Azure Log Analytics: Service Level Agreement (SLA) part 1
This week there was a good discussion on how to show an SLA view in Log Analytics, which was similar to a feature in System Center Operations Manager, the output and query I’m sure will be useful for others.
Basically what was required was an SLA view of a service, where the service was made up of a few computers and multiple SLA thresholds were needed to be checked.
Credit to my colleague Christoph for a lot of the code used in this SLA example, his blog is here:https://blog.peterschen.de/
The first part of the SLA solution was looking at the Heartbeat info
Let start_time=startofday(ago(30d));
let end_time=startofday(now());
Heartbeat
| where TimeGenerated > start_time and TimeGenerated < end_time
| summarize heartbeat_per_hour=count() by bin_at(TimeGenerated, 1h, start_time), Computer
| extend available_per_hour=iff(heartbeat_per_hour>0, true, false)
| summarize total_available_hours=countif(available_per_hour==true) by Computer
| extend total_number_of_buckets=round((end_time-start_time)/1h)

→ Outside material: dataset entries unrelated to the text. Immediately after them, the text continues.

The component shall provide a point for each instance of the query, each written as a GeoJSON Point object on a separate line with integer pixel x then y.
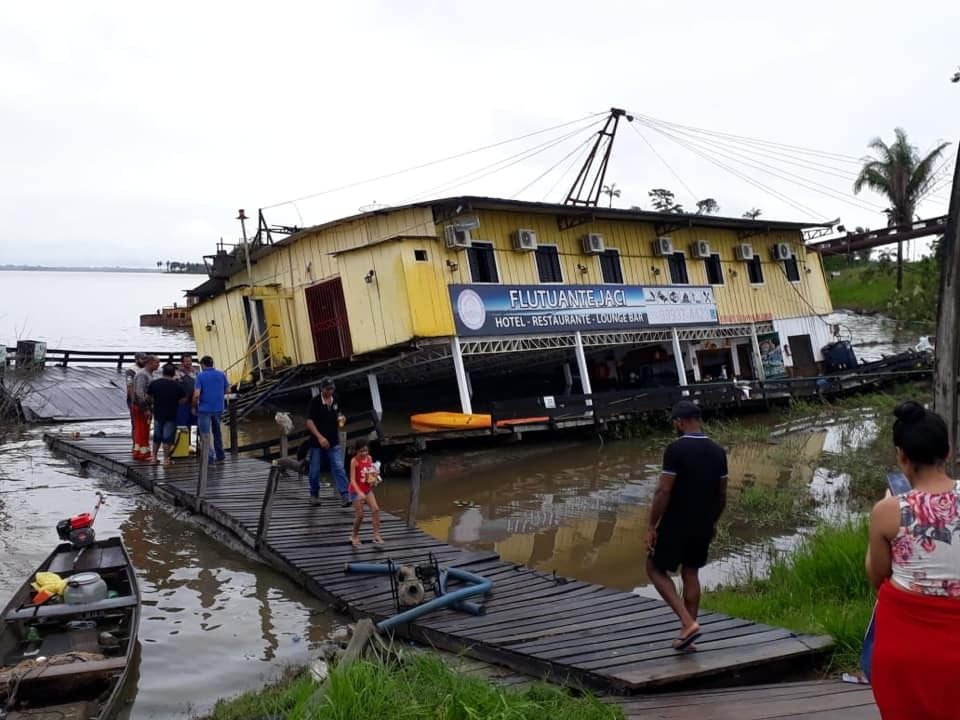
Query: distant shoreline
{"type": "Point", "coordinates": [44, 268]}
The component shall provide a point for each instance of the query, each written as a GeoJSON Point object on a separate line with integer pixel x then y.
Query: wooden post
{"type": "Point", "coordinates": [422, 470]}
{"type": "Point", "coordinates": [203, 455]}
{"type": "Point", "coordinates": [948, 314]}
{"type": "Point", "coordinates": [232, 414]}
{"type": "Point", "coordinates": [273, 483]}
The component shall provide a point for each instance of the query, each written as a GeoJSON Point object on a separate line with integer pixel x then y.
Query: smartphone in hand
{"type": "Point", "coordinates": [898, 483]}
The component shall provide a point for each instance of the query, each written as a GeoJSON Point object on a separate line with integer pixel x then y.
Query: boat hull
{"type": "Point", "coordinates": [87, 648]}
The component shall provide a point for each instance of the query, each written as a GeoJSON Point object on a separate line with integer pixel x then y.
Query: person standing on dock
{"type": "Point", "coordinates": [130, 373]}
{"type": "Point", "coordinates": [186, 376]}
{"type": "Point", "coordinates": [168, 396]}
{"type": "Point", "coordinates": [209, 401]}
{"type": "Point", "coordinates": [324, 420]}
{"type": "Point", "coordinates": [142, 408]}
{"type": "Point", "coordinates": [689, 500]}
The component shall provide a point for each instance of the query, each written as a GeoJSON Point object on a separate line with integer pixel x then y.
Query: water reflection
{"type": "Point", "coordinates": [582, 511]}
{"type": "Point", "coordinates": [214, 622]}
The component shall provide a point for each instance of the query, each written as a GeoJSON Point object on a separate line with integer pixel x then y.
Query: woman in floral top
{"type": "Point", "coordinates": [913, 559]}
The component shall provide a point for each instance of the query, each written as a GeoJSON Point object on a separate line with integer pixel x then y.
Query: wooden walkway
{"type": "Point", "coordinates": [816, 700]}
{"type": "Point", "coordinates": [565, 630]}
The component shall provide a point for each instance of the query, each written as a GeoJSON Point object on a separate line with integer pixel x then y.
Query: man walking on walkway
{"type": "Point", "coordinates": [323, 421]}
{"type": "Point", "coordinates": [209, 391]}
{"type": "Point", "coordinates": [690, 498]}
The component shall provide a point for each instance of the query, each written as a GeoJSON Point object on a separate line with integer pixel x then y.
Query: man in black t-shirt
{"type": "Point", "coordinates": [323, 421]}
{"type": "Point", "coordinates": [689, 500]}
{"type": "Point", "coordinates": [167, 395]}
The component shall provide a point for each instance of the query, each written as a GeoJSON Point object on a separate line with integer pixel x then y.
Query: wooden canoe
{"type": "Point", "coordinates": [87, 649]}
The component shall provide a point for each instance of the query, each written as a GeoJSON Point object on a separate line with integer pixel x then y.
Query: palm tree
{"type": "Point", "coordinates": [899, 173]}
{"type": "Point", "coordinates": [610, 191]}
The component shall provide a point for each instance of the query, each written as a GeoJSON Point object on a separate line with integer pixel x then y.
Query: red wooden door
{"type": "Point", "coordinates": [328, 321]}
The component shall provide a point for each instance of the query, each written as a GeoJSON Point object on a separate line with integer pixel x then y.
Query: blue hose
{"type": "Point", "coordinates": [455, 599]}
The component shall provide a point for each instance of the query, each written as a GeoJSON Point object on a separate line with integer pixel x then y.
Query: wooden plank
{"type": "Point", "coordinates": [534, 623]}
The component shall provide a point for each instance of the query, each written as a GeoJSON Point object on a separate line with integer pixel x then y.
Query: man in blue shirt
{"type": "Point", "coordinates": [209, 390]}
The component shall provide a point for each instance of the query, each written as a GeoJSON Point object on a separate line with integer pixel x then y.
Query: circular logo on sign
{"type": "Point", "coordinates": [471, 310]}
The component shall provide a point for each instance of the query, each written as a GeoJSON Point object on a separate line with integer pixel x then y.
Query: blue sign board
{"type": "Point", "coordinates": [494, 310]}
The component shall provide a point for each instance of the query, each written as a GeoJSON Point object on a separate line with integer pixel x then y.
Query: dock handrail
{"type": "Point", "coordinates": [63, 358]}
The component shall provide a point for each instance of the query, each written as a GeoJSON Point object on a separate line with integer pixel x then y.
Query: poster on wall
{"type": "Point", "coordinates": [492, 310]}
{"type": "Point", "coordinates": [771, 355]}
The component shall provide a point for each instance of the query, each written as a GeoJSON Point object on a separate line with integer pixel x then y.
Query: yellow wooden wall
{"type": "Point", "coordinates": [409, 298]}
{"type": "Point", "coordinates": [226, 341]}
{"type": "Point", "coordinates": [313, 258]}
{"type": "Point", "coordinates": [737, 300]}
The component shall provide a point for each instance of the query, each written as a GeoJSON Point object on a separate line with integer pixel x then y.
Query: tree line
{"type": "Point", "coordinates": [175, 266]}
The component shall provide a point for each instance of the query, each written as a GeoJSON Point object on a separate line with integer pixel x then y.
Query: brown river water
{"type": "Point", "coordinates": [216, 622]}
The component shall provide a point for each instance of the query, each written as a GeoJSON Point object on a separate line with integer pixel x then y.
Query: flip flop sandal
{"type": "Point", "coordinates": [684, 642]}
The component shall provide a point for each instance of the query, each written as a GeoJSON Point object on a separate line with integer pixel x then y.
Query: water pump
{"type": "Point", "coordinates": [78, 530]}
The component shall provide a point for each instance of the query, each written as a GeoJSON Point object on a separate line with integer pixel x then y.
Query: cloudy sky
{"type": "Point", "coordinates": [132, 134]}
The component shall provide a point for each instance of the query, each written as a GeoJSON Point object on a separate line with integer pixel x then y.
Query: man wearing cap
{"type": "Point", "coordinates": [689, 500]}
{"type": "Point", "coordinates": [323, 421]}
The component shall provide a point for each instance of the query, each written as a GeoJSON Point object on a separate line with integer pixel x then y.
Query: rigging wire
{"type": "Point", "coordinates": [786, 175]}
{"type": "Point", "coordinates": [661, 158]}
{"type": "Point", "coordinates": [435, 162]}
{"type": "Point", "coordinates": [756, 183]}
{"type": "Point", "coordinates": [771, 154]}
{"type": "Point", "coordinates": [493, 167]}
{"type": "Point", "coordinates": [578, 160]}
{"type": "Point", "coordinates": [553, 167]}
{"type": "Point", "coordinates": [757, 141]}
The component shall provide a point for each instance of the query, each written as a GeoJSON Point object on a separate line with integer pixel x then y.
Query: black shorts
{"type": "Point", "coordinates": [678, 546]}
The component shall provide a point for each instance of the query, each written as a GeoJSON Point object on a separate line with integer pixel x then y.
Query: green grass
{"type": "Point", "coordinates": [821, 587]}
{"type": "Point", "coordinates": [862, 289]}
{"type": "Point", "coordinates": [420, 687]}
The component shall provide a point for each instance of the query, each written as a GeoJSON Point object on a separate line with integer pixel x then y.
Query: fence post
{"type": "Point", "coordinates": [203, 457]}
{"type": "Point", "coordinates": [232, 415]}
{"type": "Point", "coordinates": [422, 470]}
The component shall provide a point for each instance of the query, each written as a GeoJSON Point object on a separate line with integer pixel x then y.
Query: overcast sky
{"type": "Point", "coordinates": [133, 133]}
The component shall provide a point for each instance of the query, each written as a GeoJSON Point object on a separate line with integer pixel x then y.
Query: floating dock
{"type": "Point", "coordinates": [535, 623]}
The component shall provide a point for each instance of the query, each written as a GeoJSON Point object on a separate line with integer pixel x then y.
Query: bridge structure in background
{"type": "Point", "coordinates": [855, 242]}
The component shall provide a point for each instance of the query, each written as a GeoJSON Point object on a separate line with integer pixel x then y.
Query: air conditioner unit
{"type": "Point", "coordinates": [781, 251]}
{"type": "Point", "coordinates": [525, 240]}
{"type": "Point", "coordinates": [700, 249]}
{"type": "Point", "coordinates": [456, 238]}
{"type": "Point", "coordinates": [662, 247]}
{"type": "Point", "coordinates": [593, 244]}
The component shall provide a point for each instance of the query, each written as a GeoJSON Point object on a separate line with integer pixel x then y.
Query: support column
{"type": "Point", "coordinates": [678, 358]}
{"type": "Point", "coordinates": [694, 363]}
{"type": "Point", "coordinates": [582, 364]}
{"type": "Point", "coordinates": [462, 384]}
{"type": "Point", "coordinates": [375, 395]}
{"type": "Point", "coordinates": [757, 359]}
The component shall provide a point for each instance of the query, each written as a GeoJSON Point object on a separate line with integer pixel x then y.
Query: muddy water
{"type": "Point", "coordinates": [214, 622]}
{"type": "Point", "coordinates": [581, 510]}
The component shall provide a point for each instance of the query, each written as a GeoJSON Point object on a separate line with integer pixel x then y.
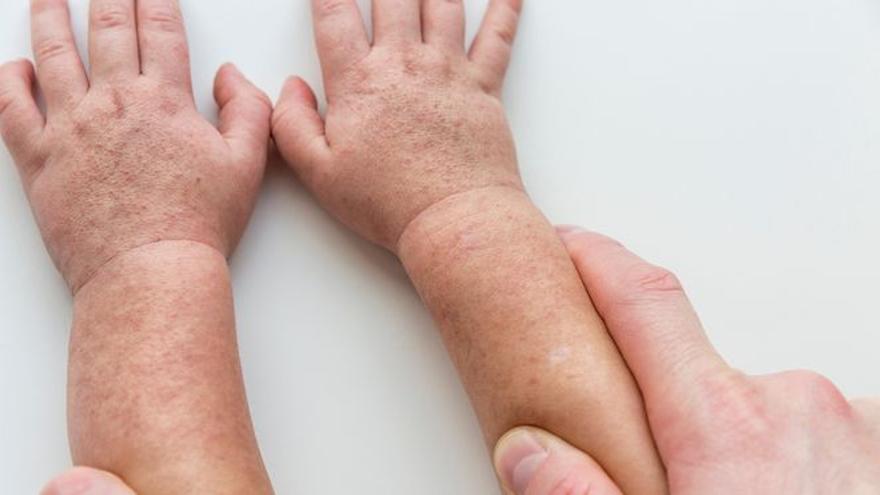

| extend availability_rate=total_available_hours*100/total_number_of_buckets
| order by availability_rate desc
Basically this query looks back 30days, and checks the Heartbeat data for any missing info and calculates a % availability from it. for all Computers.
Please note using Heartbeat is only an SLA indicator, there is a potential for the server to still be up and working correctly but the Heartbeat not working, likewise Heartbeat can be sending data when the server workload might not be working correctly.
Requirements
In the case being discussed we had some other requirements to meet:
1. To show CPU data in the SLA
2. To show Memory data in the SLA
3. To alert on specific thresholds for CPU, Memory and availability
4. Only monitor a specific set of servers that made up a “service”
5. To also show an overall SLA health – good or bad
The final query ended up like this, I’ll break it down into sections afterwards:
let start_time=startofday(ago(30d));
let end_time=startofday(now());
// Add my SLA values
let serviceName = "AKScluster";
let AVAILsla = 90;
let CPUsla = 50;
let MEMsla = 90;
// get server list from heartbeat
let hbav=Heartbeat
// find my 3 servers for my service, they happen to start with "AKS"
| where Computer startswith "aks"
| where TimeGenerated > start_time and TimeGenerated < end_time
| summarize heartbeat_per_hour=count() by bin_at(TimeGenerated, 1h, start_time), Computer
| extend available_per_hour=iff(heartbeat_per_hour>0, true, false)
| summarize total_available_hours=countif(available_per_hour==true) by Computer
| extend total_number_of_buckets=round((end_time-start_time)/1h)
| extend availability_rate=total_available_hours*100/total_number_of_buckets
| order by availability_rate desc;
// CPU details
let cpuutil=Perf
| where TimeGenerated > start_time and TimeGenerated < end_time
| where ObjectName == "Processor"
| where CounterName == "% Processor Time"
| where InstanceName == "_Total"
| summarize CpuUtilization=avg(CounterValue) by Computer;
//MEMORY details
let memutil=Perf
| where TimeGenerated > start_time and TimeGenerated < end_time
| where ObjectName == "Memory"
| where CounterName == "% Used Memory"
| summarize MemUtilization=avg(CounterValue) by Computer;
hbav
| join kind= inner (cpuutil) on Computer
| join kind= inner (memutil) on Computer
// show the status of my service
| summarize
Name = serviceName,
avg(availability_rate),
availabilitySLA = iif(avg(availability_rate) < AVAILsla, "Bad","Good"),
avg(CpuUtilization),
cpuSLA = iif(avg(CpuUtilization) > CPUsla, "Bad","Good"),
avg(MemUtilization),
memSLA = iif(avg(MemUtilization) > MEMsla, "Bad","Good"),
ComputerList = makeset(Computer),
dcount(Computer)
How did we achieve the SLA info
At the top of the script I added some variables for the ServiceName and the defined SLA thresholds.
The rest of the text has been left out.